Onomkeerbaarheid. Als er een enkel woord is waarmee De laatste oorlog samengevat zou kunnen
worden, dan is het dat wel. Onomkeerbaarheid op zoveel vlakken: in de liefde en
dus in het leven, in de manier waarop mensen met elkaar omgaan, maar ook in de
grotere geschiedenis. In De laatste
oorlog haalt Daan Heerma van Voss een tour de force uit. Tegen de
achtergrond van de Holocaust probeert hoofdpersonage Abel Kaplan zich de wereld
eigen te maken. Hij wil een reddende engel zijn, maar alles raast genadeloos
door. De huidige vluchtelingencrisis bedenk je er tegen de achtergrond
moeiteloos bij.
Abel Kaplan is een gevallen man. Ex-schrijver, ex-minaar,
ex-grachtengordeldier. Hij was een man van stand, had de liefde van zijn leven
gevonden, de bloedmooie Eva, zijn vrouw. Alles lag klaar om succesvol te
worden, wie wil zo'n leven niet? Maar Kaplan raakt aan lager wal. Met Eva is
hij na verloop van tijd alleen nog voor de vorm getrouwd. Ook zijn volgende
relatie, met Judith, houdt niet lang stand. Wanneer het schrijven niet meer
lukt gaat hij als administratief bediende aan de slag, een onduidelijke job,
niemand weet precies wat hij nu eigenlijk doet.
Tot Kaplan op school het gepeste
jongetje Ibrahim opmerkt, een jongen die - net als Kaplan zelf, in zekere zin -
buiten de groep valt. Ibrahim (Kaplan noemt hem Abraham, het is een voorschot
op wat komen gaat) heeft hulp nodig, Kaplan neemt hem onder zijn hoede. Hun
relatie wordt steeds clandestiener, de schooldirectie neemt het Kaplan niet in
dank af. Voor hij het weet, sluit het net zich rond hem steeds nauwer, de
stoppen slaan bij hem door en hij belandt op straat. Steeds genadelozer
brokkelt Kaplans zorgvuldig geconstrueerde wereld af. Het is een
voorafspiegeling van wat zich in het tweede deel van De laatste oorlog op een nog veel grote schaal zal aftekenen: op de
puinhoop van het eerste deel voltrekt zich een drama dat structureel dezelfde
trekken vertoont. Alleen staat nu echt alles op het spel, de Holocaust
inbegrepen.
Ook in dit tweede deel speelt een hulpeloze jongen de hoofdrol - dit keer écht
Abraham geheten. De Roma-jongen wordt door Kaplan uit een gesloten instelling
bevrijd en ondergebracht in een nis van zijn appartement. Het is een
kamikazeactie, uitgevoerd door een man die nog maar weinig te verliezen heeft.

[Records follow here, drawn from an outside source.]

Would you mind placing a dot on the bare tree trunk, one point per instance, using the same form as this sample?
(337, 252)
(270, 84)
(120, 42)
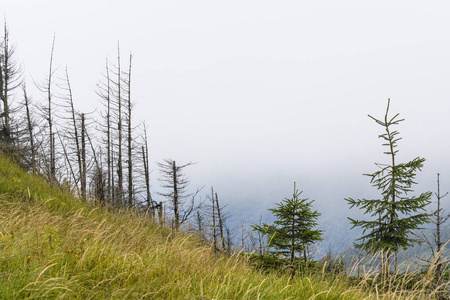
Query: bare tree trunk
(130, 164)
(108, 133)
(175, 197)
(214, 219)
(75, 128)
(30, 131)
(220, 223)
(50, 122)
(119, 127)
(83, 158)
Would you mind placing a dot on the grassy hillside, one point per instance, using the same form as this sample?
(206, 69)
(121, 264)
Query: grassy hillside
(54, 247)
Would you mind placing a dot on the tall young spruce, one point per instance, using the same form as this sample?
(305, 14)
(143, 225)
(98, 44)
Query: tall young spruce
(397, 214)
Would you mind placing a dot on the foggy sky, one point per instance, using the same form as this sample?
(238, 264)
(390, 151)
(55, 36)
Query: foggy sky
(260, 93)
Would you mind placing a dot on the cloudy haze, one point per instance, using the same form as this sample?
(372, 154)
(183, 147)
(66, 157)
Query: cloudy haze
(261, 93)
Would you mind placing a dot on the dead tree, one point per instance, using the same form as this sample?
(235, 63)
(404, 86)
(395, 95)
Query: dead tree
(10, 79)
(119, 127)
(149, 200)
(72, 133)
(176, 183)
(30, 127)
(105, 93)
(47, 112)
(129, 138)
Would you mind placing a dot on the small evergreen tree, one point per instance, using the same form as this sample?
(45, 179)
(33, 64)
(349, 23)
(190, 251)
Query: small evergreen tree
(396, 215)
(293, 231)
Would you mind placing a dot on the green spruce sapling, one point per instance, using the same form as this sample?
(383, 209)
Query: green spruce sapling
(397, 214)
(293, 230)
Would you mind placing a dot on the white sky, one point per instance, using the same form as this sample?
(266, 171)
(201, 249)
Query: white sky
(261, 93)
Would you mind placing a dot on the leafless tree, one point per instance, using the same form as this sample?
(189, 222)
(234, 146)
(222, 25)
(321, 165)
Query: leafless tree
(176, 183)
(10, 79)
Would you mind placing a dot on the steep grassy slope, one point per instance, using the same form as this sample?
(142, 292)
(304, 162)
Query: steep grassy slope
(54, 247)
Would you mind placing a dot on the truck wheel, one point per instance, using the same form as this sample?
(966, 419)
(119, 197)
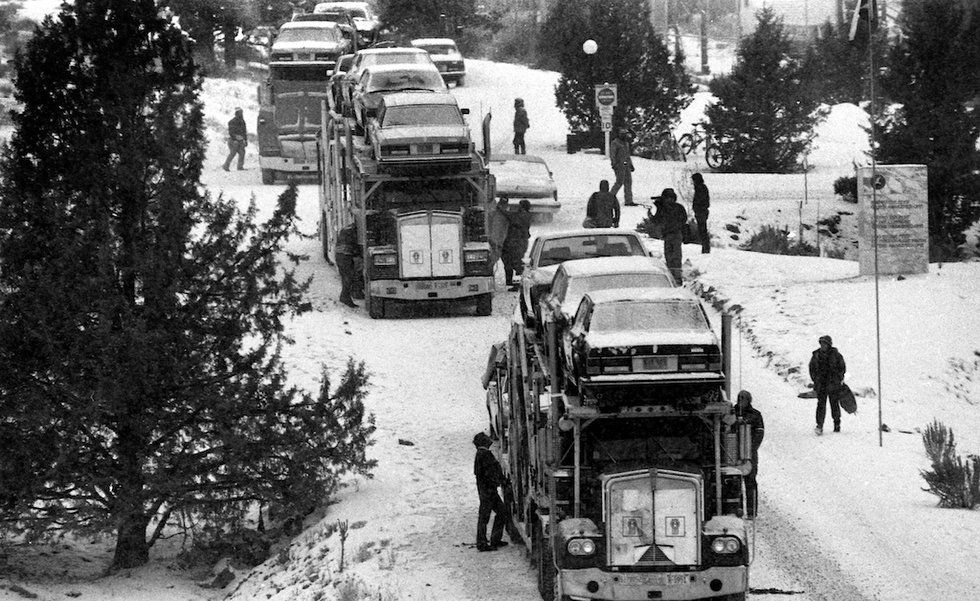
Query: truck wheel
(484, 304)
(376, 306)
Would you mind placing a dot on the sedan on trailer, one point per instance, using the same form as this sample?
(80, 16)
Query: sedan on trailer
(636, 335)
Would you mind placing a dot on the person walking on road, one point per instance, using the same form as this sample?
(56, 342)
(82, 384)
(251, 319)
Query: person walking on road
(622, 164)
(747, 414)
(346, 250)
(518, 234)
(702, 201)
(827, 369)
(672, 218)
(237, 140)
(521, 125)
(603, 207)
(489, 476)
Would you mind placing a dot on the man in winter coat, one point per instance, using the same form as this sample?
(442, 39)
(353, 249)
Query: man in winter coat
(488, 477)
(673, 219)
(700, 206)
(237, 140)
(518, 233)
(622, 164)
(497, 225)
(603, 207)
(748, 414)
(827, 369)
(521, 125)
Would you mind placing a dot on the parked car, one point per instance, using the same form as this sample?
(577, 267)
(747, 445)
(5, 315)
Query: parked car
(376, 56)
(575, 278)
(309, 43)
(417, 130)
(367, 22)
(636, 335)
(521, 176)
(446, 56)
(551, 249)
(380, 80)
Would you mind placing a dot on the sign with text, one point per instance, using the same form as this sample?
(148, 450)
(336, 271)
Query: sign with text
(894, 202)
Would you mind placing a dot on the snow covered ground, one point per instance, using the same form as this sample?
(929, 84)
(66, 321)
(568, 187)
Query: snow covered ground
(842, 518)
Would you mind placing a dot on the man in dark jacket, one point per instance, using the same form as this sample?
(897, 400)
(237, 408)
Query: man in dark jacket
(518, 234)
(622, 164)
(748, 414)
(700, 206)
(346, 250)
(827, 369)
(673, 219)
(603, 208)
(237, 140)
(521, 125)
(488, 477)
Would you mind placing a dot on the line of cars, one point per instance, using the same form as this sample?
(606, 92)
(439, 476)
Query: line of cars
(620, 316)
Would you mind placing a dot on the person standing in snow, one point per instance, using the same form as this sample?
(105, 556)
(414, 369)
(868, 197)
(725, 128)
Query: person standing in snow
(603, 207)
(700, 206)
(827, 369)
(748, 414)
(521, 125)
(672, 218)
(489, 476)
(622, 164)
(237, 140)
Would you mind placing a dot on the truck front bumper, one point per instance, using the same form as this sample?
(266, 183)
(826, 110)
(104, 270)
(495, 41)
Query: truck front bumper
(640, 586)
(434, 289)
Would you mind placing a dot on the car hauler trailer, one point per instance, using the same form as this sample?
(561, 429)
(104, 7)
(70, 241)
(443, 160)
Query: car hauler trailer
(624, 492)
(423, 235)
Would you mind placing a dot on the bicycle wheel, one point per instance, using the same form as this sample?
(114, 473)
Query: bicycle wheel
(715, 157)
(686, 143)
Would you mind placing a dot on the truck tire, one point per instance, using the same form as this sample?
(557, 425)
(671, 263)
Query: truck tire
(376, 307)
(484, 304)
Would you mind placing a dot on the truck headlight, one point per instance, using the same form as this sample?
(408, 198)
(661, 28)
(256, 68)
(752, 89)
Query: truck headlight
(581, 546)
(725, 545)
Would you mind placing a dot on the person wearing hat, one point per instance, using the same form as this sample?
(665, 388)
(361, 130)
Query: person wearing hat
(672, 219)
(521, 125)
(827, 369)
(237, 140)
(747, 414)
(488, 477)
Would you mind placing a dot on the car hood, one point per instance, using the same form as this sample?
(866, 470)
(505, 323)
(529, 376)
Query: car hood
(423, 133)
(650, 337)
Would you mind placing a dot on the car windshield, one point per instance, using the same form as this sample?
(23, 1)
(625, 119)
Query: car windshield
(406, 80)
(558, 250)
(439, 48)
(309, 34)
(577, 287)
(624, 316)
(422, 114)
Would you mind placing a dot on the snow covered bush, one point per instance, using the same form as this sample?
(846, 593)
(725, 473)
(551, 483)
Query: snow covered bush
(954, 480)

Kaplan heeft een missie: hij wil Abraham beschermen tegen het kwaad dat
maatschappij heet. En daardoor ook zichzelf weer betekenis geven. De mislukte schrijver,
werkloos, verlaten door de liefde van zijn leven, die intussen nog succesvoller
is geworden dan ze al was. Maar Abraham alleen is niet genoeg: Kaplan begint
ook aan zijn nieuwe boek, zijn laatste. Van Judith krijgt hij een
oorlogsdagboek in handen. Kaplan overtuigt zijn oude uitgever om het uit te
geven en die hapt toe op voorwaarde dat hij in zee gaat met de niet geheel
onbesproken geschiedenisprofessor Van Stolk.
Kaplans boek wordt een
spinnenweb, net als zijn leven zelf. Hij kopieert, verdraait, voegt toe, laat
weg. Geen truc is te vuil om gebruikt te worden in functie van dit laatste boek
- zijn laatste oorlog. ‘Als het ging om boeken was ethiek vooral een kwestie
van esthetiek, praatte hij op zichzelf in’. Het boek groeit hem boven het
hoofd, zeker nadat blijkt dat Van Stolk niet zo koosjer is als verhoopt.
De laatste oorlog is een ontluisterend spiegelpaleis dat ons langs
vele paden leidt. Oorlog, liefde, geschiedenisvervalsing, menselijk verraad,
verval, fraude, zelfverheerlijking, mededogen: het is slechts een kleine greep
uit de thema's die Daan Heerma van Voss aanreikt, en hij komt er nog mee weg
ook. Met Kaplan heeft hij een ronduit onvergetelijk personage neergezet, dat
rondwaart in een bijzonder rijk gelaagd verhaal.